How do IT staff become overworked?

Small businesses often train their IT staff exclusively on cybersecurity awareness. Still, they are soon tempted to treat them as all-purpose IT staff who take care of everything to do with computer security around the company. Soon, these staff may find themselves responsible for securing just about everything that employees around the company do on their computers. Document security is an example; if your employees are allowed to delegate document security to the dedicated IT staff, they will soon find themselves responsible for all information your business generates.

Recent research by LastPass, for instance, has uncovered that small business IT staff often find themselves responsible for securing data, securing new technology as it is brought on board, helping lower risk, and managing identity and access management. While all of it is security-related, it can be an excessive workload for a staff of one or two workers.

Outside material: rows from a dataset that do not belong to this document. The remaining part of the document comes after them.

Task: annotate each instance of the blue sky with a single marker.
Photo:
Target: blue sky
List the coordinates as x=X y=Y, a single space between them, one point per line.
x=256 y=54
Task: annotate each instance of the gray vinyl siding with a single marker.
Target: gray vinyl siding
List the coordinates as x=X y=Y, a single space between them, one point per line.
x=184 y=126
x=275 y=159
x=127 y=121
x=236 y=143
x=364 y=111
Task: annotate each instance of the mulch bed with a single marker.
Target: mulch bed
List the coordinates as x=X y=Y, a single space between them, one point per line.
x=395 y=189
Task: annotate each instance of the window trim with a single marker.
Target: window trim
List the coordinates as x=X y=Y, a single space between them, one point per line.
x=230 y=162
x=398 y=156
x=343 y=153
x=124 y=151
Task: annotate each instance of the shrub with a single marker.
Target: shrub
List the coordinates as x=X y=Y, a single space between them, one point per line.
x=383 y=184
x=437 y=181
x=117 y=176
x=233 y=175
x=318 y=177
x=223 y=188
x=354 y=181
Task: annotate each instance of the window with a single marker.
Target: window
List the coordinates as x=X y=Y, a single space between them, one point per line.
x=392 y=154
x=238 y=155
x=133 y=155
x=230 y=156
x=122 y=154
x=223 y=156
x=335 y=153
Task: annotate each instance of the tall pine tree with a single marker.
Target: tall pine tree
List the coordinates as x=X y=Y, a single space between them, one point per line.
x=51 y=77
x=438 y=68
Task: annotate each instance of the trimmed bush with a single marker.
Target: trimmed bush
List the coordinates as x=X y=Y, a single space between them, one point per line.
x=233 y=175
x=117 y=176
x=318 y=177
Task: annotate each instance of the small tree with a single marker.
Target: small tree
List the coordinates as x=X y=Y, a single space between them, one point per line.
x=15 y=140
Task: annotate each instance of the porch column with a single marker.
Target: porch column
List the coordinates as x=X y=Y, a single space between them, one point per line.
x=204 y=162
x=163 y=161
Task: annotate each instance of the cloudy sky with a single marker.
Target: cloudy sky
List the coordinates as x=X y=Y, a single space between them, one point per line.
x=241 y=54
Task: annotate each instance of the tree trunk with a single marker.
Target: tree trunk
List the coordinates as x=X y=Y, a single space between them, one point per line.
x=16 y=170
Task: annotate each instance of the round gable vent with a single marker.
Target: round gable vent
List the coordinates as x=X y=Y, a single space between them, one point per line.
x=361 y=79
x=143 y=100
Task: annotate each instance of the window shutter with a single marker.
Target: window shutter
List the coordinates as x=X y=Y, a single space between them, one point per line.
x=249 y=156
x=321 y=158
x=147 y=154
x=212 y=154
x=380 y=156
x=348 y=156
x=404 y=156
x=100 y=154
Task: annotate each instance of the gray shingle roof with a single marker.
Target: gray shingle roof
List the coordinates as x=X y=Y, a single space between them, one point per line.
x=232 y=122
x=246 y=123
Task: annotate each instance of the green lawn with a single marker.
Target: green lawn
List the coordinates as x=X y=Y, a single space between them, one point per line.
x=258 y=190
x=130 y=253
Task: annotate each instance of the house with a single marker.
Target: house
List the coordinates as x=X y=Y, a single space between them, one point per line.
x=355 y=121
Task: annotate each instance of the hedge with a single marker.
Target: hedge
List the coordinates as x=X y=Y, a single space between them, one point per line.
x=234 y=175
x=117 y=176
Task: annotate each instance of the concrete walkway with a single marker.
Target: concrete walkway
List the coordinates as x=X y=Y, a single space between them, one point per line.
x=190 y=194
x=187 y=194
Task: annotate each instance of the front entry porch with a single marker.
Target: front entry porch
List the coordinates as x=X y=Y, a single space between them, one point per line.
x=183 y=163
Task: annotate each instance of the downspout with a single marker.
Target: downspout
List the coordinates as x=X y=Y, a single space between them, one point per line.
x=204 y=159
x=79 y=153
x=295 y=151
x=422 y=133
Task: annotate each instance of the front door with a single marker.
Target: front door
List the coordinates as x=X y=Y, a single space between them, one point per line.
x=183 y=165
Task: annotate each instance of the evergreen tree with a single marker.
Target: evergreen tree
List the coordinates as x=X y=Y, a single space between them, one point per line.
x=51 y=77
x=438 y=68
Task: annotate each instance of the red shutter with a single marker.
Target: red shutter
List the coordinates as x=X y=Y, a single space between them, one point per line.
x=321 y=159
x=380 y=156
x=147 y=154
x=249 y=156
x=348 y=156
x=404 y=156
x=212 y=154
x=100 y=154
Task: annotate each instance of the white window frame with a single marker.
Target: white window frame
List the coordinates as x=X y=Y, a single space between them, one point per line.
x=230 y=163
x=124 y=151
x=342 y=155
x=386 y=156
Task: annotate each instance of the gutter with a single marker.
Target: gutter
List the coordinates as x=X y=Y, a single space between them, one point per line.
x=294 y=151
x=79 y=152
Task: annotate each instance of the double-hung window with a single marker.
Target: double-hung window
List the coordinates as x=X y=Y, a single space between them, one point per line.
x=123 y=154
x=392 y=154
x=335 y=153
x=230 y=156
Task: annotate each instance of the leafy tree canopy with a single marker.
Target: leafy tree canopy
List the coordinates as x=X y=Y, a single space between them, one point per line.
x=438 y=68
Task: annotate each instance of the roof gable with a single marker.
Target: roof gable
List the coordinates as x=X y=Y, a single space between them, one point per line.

Balancing your security needs with the need for business agility

Small business owners reading about how frequently cybercriminals target such businesses sometimes become paranoid about the risks they face. They begin worrying excessively about their risk levels and attempt to enforce new security rules every month to the point that they begin to stifle the ability of the business to be agile and innovative.

Businesses that need to adopt new databases, systems, and staff each month can find themselves tempted to bring on new security measures just as quickly. The risk of becoming overburdened with security policies is particularly relevant to new businesses that are in the midst of rapid expansion.

It’s important to understand that every new security policy a business considers for adoption must be balanced against the cost that it exacts in agility and competitiveness. Companies can get caught up in the security game to the point that they forget why they are in business in the first place, focusing on security for the sake of safety. The result, in the end, is a set of inflexible operating practices that slows the entire company down. Each time a new security policy is considered for adoption, it’s essential to study it closely to determine how it benefits the business versus how it slows them down.

Aiming for a solution

There is an approach to cybersecurity that works for small businesses without slowing anyone down or overburdening them — businesses need to distribute responsibility for cybersecurity across every employee in the company. In practice, businesses can achieve such burden distribution by training every single employee in the skills needed to identify and avoid the risk of cyberattacks. Cybersecurity is too large a responsibility to hand to any individual or group.

Avoiding phishing attacks, the most common kind of cyberattack is a good example. If your company has the bad luck of being victimized in such an attack, your reflexive response may be to try to address the vulnerability with technology. You could ask your IT department to install restrictions on employee computers to make it harder for them to open attachments. While such a move may make your company safer, it could also get in the way of the ability of your staff to function. Instead, it could be better to offer training to your employees to help them understand what phishing attacks are, how to recognize them, and what kinds of consequences they can have for the business if employees aren’t careful.

Certainly, evolving a culture of cybersecurity can be a challenge for any company. Small businesses, however, are at an advantage because they tend to have fewer employees to work with to improve current processes and security posture.

Reconsider your priorities

When most small businesses don’t take cybersecurity seriously, it can be hard to recognize that when you’re the one company that takes it too seriously, burdening your staff with unnecessarily strict security protocols and rules. Cybersecurity should be a part of everyone’s list of responsibilities. It should be everyone’s job to understand how cybersecurity is often compromised and to be careful. Rather than making cybersecurity a separate role for someone to take care of, it would be a good idea to make it a part of every role in the company.